Minnesota now faces a stark financial future. Less than two years ago, the state boasted a $19 billion surplus – an unprecedented over-collection of Minnesotans’ tax dollars, but also an unprecedented opportunity to give you real, significant relief by giving it all back. Instead, the Democrats used their total control of government to blow through the surplus and raise $10 billion in taxes. The result: Minnesotans are now staring a $5.1 billion deficit just around the corner.
It wasn’t an accident or bad luck. It was the result of the Democrats’ recklessness. They spent wildly and ran our state budget into the ground, exactly as many of us predicted.
This failure falls squarely on the shoulders of Governor Tim Walz and Democrats in the legislature. They treated hardworking Minnesotans like an ATM, ignoring warnings and embracing short-term politics over long-term responsibility. Now, families are left to clean up the mess.
The top agenda item of the upcoming 2025 session will be crafting a new state budget. Unlike 2023, we have to show some responsibility and put families and taxpayers first. We cannot continue the cycle of unsustainable spending.
One reason the state budget is in rough shape: The Walz administration has presided over fraud and waste on a scale almost unheard of in the nation. In the last few weeks, several new waste and fraud scandals came to light:
- The Department of Human Services failed to recover over $40 million in Medicaid overpayments and they won’t even try to recover millions more. These funds should have gone toward providing care for vulnerable Minnesotans. Instead, they were lost due to mismanagement and inadequate internal controls.
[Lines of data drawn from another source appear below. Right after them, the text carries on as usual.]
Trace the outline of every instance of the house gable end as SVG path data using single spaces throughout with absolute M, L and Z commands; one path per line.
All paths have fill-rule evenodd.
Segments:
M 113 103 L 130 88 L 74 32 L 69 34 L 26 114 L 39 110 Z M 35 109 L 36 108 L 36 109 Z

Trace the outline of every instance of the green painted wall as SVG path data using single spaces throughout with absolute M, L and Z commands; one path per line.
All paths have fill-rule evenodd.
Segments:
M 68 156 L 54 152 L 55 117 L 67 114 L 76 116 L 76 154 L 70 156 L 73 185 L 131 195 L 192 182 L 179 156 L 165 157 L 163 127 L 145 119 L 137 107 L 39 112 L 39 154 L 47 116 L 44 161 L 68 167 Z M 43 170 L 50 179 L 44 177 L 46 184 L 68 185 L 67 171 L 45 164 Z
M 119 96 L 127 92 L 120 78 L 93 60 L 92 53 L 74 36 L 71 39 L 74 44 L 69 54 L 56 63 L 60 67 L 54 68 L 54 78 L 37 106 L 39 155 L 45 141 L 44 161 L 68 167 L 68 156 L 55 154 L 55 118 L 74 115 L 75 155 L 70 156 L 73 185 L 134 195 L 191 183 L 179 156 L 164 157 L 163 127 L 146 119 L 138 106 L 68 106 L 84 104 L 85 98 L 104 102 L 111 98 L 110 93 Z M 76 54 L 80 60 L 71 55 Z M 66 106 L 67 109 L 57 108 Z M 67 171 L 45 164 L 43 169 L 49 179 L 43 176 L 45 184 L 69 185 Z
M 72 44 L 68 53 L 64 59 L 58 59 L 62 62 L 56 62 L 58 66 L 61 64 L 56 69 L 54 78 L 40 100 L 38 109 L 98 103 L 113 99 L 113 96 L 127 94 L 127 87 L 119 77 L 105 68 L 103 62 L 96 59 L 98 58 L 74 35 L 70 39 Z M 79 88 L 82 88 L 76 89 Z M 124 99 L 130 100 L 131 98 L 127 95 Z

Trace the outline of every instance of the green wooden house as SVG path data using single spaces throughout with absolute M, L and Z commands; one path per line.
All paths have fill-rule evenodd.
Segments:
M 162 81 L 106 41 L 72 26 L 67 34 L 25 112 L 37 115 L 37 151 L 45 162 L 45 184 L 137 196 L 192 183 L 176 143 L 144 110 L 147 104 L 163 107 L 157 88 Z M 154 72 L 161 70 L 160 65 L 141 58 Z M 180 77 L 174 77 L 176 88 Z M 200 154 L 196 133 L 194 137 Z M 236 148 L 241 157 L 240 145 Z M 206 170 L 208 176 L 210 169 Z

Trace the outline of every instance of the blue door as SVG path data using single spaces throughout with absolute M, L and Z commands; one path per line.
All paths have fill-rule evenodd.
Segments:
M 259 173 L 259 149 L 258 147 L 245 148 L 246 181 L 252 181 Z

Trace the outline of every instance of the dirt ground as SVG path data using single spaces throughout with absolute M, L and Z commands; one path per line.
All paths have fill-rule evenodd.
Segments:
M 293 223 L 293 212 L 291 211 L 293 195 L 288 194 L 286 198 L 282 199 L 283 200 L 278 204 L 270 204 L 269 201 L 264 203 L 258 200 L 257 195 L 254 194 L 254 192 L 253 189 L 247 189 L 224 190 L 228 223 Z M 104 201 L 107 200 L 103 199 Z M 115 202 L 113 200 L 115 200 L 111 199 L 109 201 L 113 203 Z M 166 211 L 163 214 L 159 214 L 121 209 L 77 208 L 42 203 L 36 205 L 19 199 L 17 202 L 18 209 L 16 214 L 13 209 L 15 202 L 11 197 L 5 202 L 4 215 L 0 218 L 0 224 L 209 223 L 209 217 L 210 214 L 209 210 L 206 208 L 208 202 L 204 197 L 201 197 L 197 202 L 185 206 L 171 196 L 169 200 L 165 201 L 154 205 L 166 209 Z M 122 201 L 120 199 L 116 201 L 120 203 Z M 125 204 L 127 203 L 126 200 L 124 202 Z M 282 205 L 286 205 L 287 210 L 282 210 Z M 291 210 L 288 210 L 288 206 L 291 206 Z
- The FBI raided autism treatment centers for significant Medicaid fraud, including false claims for unprovided services, contributing to a 3,000% surge in autism program spending over five years. More than a dozen of the suspects were tied to the Feeding Our Future scandal.
- An addiction recovery provider, Evergreen Recovery, defrauded taxpayers by billing Medicaid $30 million for fake treatment sessions and used the funds to finance private jets, luxury cars, and designer goods.
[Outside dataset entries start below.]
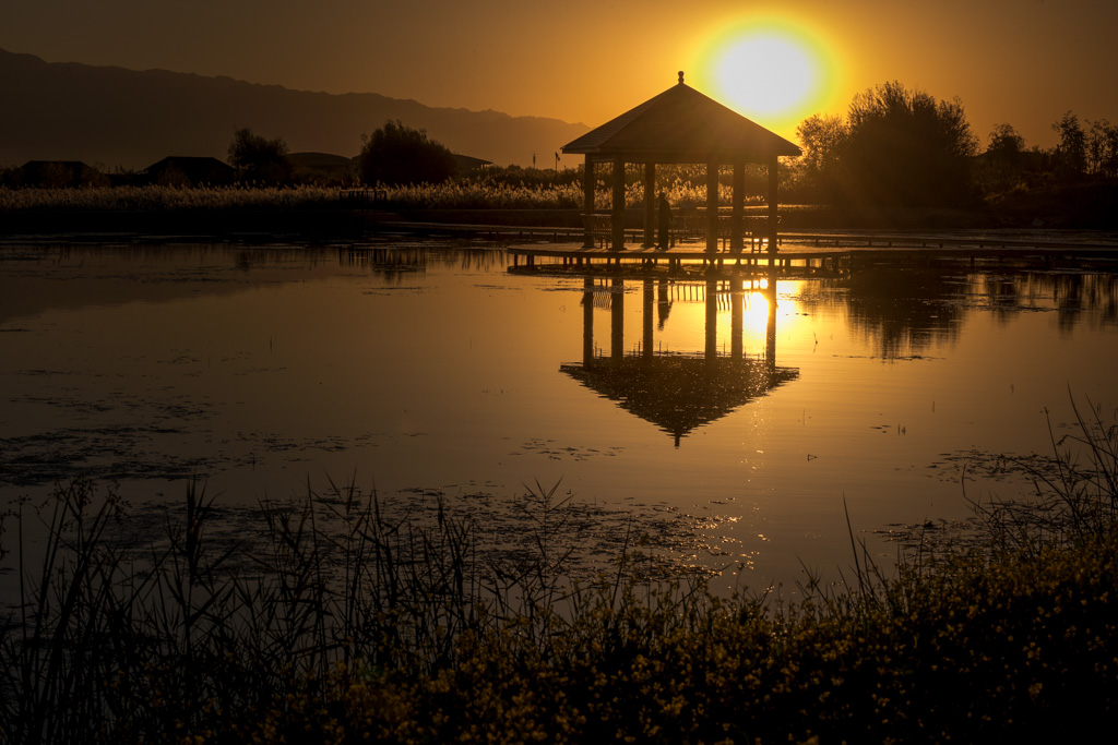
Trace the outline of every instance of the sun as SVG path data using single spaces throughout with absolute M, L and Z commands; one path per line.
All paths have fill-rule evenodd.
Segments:
M 800 45 L 774 34 L 731 44 L 716 75 L 719 88 L 736 106 L 769 116 L 786 114 L 811 98 L 819 77 Z
M 720 27 L 704 47 L 713 96 L 765 126 L 794 128 L 832 95 L 834 60 L 806 27 L 745 21 Z

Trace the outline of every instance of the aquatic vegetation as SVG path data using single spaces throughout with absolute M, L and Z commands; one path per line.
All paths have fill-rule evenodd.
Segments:
M 566 581 L 563 503 L 539 485 L 517 562 L 475 562 L 468 520 L 389 517 L 341 485 L 262 507 L 267 550 L 239 567 L 200 488 L 136 562 L 106 539 L 124 506 L 74 484 L 47 506 L 36 571 L 28 517 L 7 525 L 25 563 L 0 632 L 0 728 L 12 743 L 1097 732 L 1118 707 L 1118 431 L 1096 412 L 1057 440 L 1064 476 L 1038 478 L 1031 517 L 983 507 L 983 545 L 917 551 L 896 572 L 852 531 L 845 583 L 809 579 L 796 603 L 633 574 L 636 536 L 613 572 Z

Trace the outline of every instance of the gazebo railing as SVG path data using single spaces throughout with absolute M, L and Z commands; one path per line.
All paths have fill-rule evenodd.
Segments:
M 780 218 L 777 218 L 779 225 Z M 760 251 L 769 237 L 768 217 L 746 216 L 741 218 L 741 242 L 742 248 L 748 247 L 750 251 Z M 672 232 L 678 236 L 678 240 L 683 242 L 704 242 L 708 231 L 707 216 L 681 214 L 672 220 Z M 722 248 L 730 248 L 733 238 L 733 217 L 730 214 L 718 216 L 718 240 Z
- Fraudulent tutoring companies pressured low-income mothers to enroll in tutoring services, sold them faulty laptops, delivered subpar services run by people in the Philippines, and stole their K-12 tax refunds. Weak oversight by the Minnesota Department of Education failed to prevent the fraud.
These scandals represent a complete failure by the Walz administration to protect taxpayers and ensure public programs serve those who need them most. Even U.S. Attorney Andrew Luger agrees. He told KSTP recently that Minnesota has a fraud problem unlike any other state.
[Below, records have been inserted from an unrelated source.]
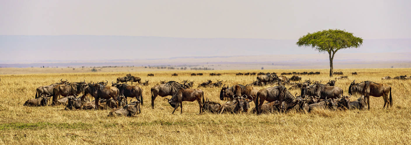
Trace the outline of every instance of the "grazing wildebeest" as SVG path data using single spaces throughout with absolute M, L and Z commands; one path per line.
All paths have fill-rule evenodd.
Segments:
M 81 83 L 71 83 L 66 85 L 59 85 L 53 88 L 54 96 L 53 97 L 52 105 L 55 105 L 59 95 L 63 97 L 76 95 L 78 96 L 84 91 L 87 83 L 82 82 Z
M 67 105 L 64 108 L 65 110 L 81 109 L 83 104 L 90 101 L 88 97 L 86 97 L 85 95 L 83 95 L 79 97 L 79 98 L 76 98 L 76 97 L 75 94 L 74 95 L 74 96 L 70 96 L 67 97 L 68 100 Z
M 212 113 L 218 113 L 220 108 L 221 108 L 221 105 L 220 103 L 210 101 L 208 98 L 206 98 L 206 101 L 203 103 L 203 111 Z
M 367 106 L 367 98 L 362 95 L 357 100 L 350 102 L 350 109 L 362 109 Z
M 217 80 L 217 83 L 214 83 L 212 84 L 210 84 L 207 85 L 206 86 L 206 87 L 221 87 L 221 85 L 222 85 L 221 82 L 222 82 L 222 81 L 223 80 L 221 80 L 220 81 Z
M 308 112 L 311 112 L 314 108 L 327 108 L 333 109 L 335 108 L 335 101 L 337 99 L 326 98 L 319 103 L 309 105 Z
M 140 109 L 139 100 L 137 99 L 136 101 L 134 102 L 131 102 L 130 100 L 130 104 L 124 106 L 122 108 L 118 108 L 111 110 L 111 111 L 110 112 L 107 116 L 125 116 L 132 117 L 137 116 L 137 114 L 141 113 L 141 110 Z
M 50 96 L 49 97 L 52 97 L 54 96 L 54 91 L 53 89 L 54 89 L 54 87 L 57 86 L 59 85 L 65 85 L 67 84 L 69 82 L 67 81 L 67 80 L 65 81 L 62 80 L 63 79 L 60 80 L 61 83 L 56 83 L 55 84 L 53 84 L 49 85 L 40 86 L 37 88 L 36 89 L 36 96 L 35 98 L 38 98 L 40 97 L 40 94 L 43 93 L 43 94 L 49 94 Z
M 193 85 L 194 85 L 194 81 L 192 82 L 188 81 L 188 83 L 187 83 L 187 86 L 188 86 L 189 88 L 192 88 Z
M 202 83 L 201 84 L 199 85 L 199 86 L 197 87 L 206 87 L 206 86 L 207 86 L 207 85 L 208 85 L 208 84 L 211 84 L 211 83 L 212 82 L 212 81 L 211 81 L 211 80 L 207 80 L 207 82 L 204 82 L 203 83 Z
M 388 106 L 393 107 L 393 97 L 391 94 L 391 87 L 388 85 L 375 83 L 370 81 L 356 83 L 356 80 L 354 80 L 351 83 L 350 87 L 348 88 L 348 94 L 358 94 L 365 96 L 367 98 L 367 103 L 368 105 L 369 110 L 369 96 L 372 96 L 376 97 L 382 96 L 384 99 L 384 106 L 383 109 L 385 108 L 385 105 L 388 103 L 388 104 L 387 106 L 387 109 L 388 109 Z M 389 98 L 388 98 L 389 95 Z
M 300 81 L 301 80 L 301 77 L 297 75 L 294 75 L 291 76 L 291 78 L 290 78 L 290 80 L 292 81 Z
M 94 97 L 95 100 L 99 100 L 100 98 L 108 99 L 112 98 L 117 102 L 118 107 L 118 101 L 117 97 L 119 96 L 120 91 L 116 87 L 113 86 L 104 86 L 100 84 L 94 84 L 87 86 L 84 89 L 84 95 L 87 96 L 90 94 Z M 99 107 L 99 101 L 95 102 L 95 109 L 97 109 Z
M 41 96 L 41 97 L 36 98 L 27 100 L 24 103 L 24 104 L 23 104 L 23 105 L 30 106 L 47 106 L 47 101 L 48 99 L 48 97 L 50 95 L 50 94 L 48 95 L 46 95 L 43 94 L 43 93 L 41 93 L 39 94 L 39 96 Z
M 139 86 L 148 86 L 148 81 L 149 80 L 145 80 L 145 82 L 144 82 L 144 83 L 141 83 L 137 84 L 137 85 L 139 85 Z M 143 100 L 141 100 L 142 101 Z
M 335 82 L 337 82 L 337 80 L 328 80 L 328 83 L 326 84 L 324 84 L 326 86 L 335 86 Z
M 157 96 L 164 97 L 167 96 L 173 96 L 177 91 L 177 89 L 186 86 L 173 81 L 166 83 L 160 84 L 151 88 L 151 107 L 154 109 L 154 100 Z M 188 86 L 187 86 L 188 87 Z
M 123 76 L 122 77 L 117 78 L 117 83 L 125 83 L 126 84 L 127 82 L 130 80 L 130 77 L 128 76 Z
M 203 97 L 203 101 L 201 101 L 201 97 Z M 181 109 L 180 114 L 182 114 L 183 101 L 193 102 L 196 100 L 200 106 L 199 114 L 201 114 L 203 110 L 203 103 L 205 102 L 204 92 L 202 90 L 199 89 L 186 89 L 184 87 L 178 88 L 171 99 L 166 98 L 169 100 L 170 105 L 174 108 L 172 114 L 174 114 L 174 112 L 179 105 Z
M 139 86 L 131 86 L 126 84 L 113 83 L 112 82 L 111 82 L 111 86 L 118 89 L 119 93 L 125 96 L 126 98 L 127 97 L 135 98 L 136 99 L 139 98 L 141 103 L 141 105 L 143 105 L 143 89 Z M 119 98 L 118 100 L 120 101 Z
M 326 98 L 339 98 L 343 96 L 343 93 L 342 89 L 338 87 L 326 86 L 323 84 L 316 83 L 309 86 L 307 84 L 303 85 L 301 94 L 302 96 L 320 96 L 320 99 L 325 99 Z
M 395 77 L 394 77 L 394 79 L 396 80 L 405 80 L 406 79 L 405 78 L 406 78 L 406 77 L 407 77 L 406 75 L 399 76 L 396 76 Z
M 221 105 L 221 108 L 220 108 L 219 113 L 221 114 L 223 112 L 230 112 L 231 113 L 236 113 L 238 112 L 241 113 L 245 111 L 244 100 L 247 98 L 246 95 L 244 95 L 242 96 L 238 96 L 234 97 L 236 95 L 233 96 L 233 99 L 235 100 L 232 103 L 226 103 Z M 245 111 L 247 112 L 246 111 Z
M 391 77 L 390 77 L 389 76 L 386 76 L 386 77 L 384 77 L 383 78 L 381 78 L 381 79 L 383 80 L 391 80 L 391 79 L 392 79 L 393 78 L 391 78 Z
M 261 107 L 261 113 L 271 113 L 279 111 L 279 101 L 277 100 L 271 102 L 268 102 L 263 104 Z M 257 113 L 256 107 L 252 109 L 253 113 Z
M 274 83 L 278 81 L 278 77 L 277 76 L 272 74 L 261 75 L 257 76 L 257 82 L 259 84 L 268 83 Z
M 242 96 L 245 95 L 247 99 L 252 100 L 256 106 L 258 105 L 257 102 L 257 92 L 260 89 L 251 86 L 245 86 L 242 85 L 236 85 L 231 87 L 224 86 L 220 91 L 220 100 L 228 99 L 231 100 L 234 95 L 237 96 Z
M 282 105 L 280 107 L 282 111 L 291 109 L 297 105 L 299 101 L 288 91 L 285 87 L 282 85 L 261 89 L 257 93 L 257 96 L 258 98 L 257 100 L 259 100 L 259 105 L 256 106 L 258 106 L 259 114 L 261 113 L 261 106 L 266 100 L 268 102 L 278 100 L 280 104 L 282 104 L 283 102 L 284 102 L 284 106 Z
M 131 85 L 133 85 L 133 82 L 137 82 L 139 84 L 141 83 L 141 78 L 140 77 L 137 77 L 134 76 L 130 76 L 129 81 L 131 82 Z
Minnesotans are rightfully fed up. Governor Walz’s administration has offered excuses, but no solutions and no action to improve oversight and accountability. While federal investigators have taken the lead in exposing these scandals, state agencies under his leadership remain asleep at the wheel.
Minnesotans deserve better than the dysfunction and corruption they’ve endured. With the trifecta over, Republicans will continue to provide real leadership that restores trust and sanity to our state.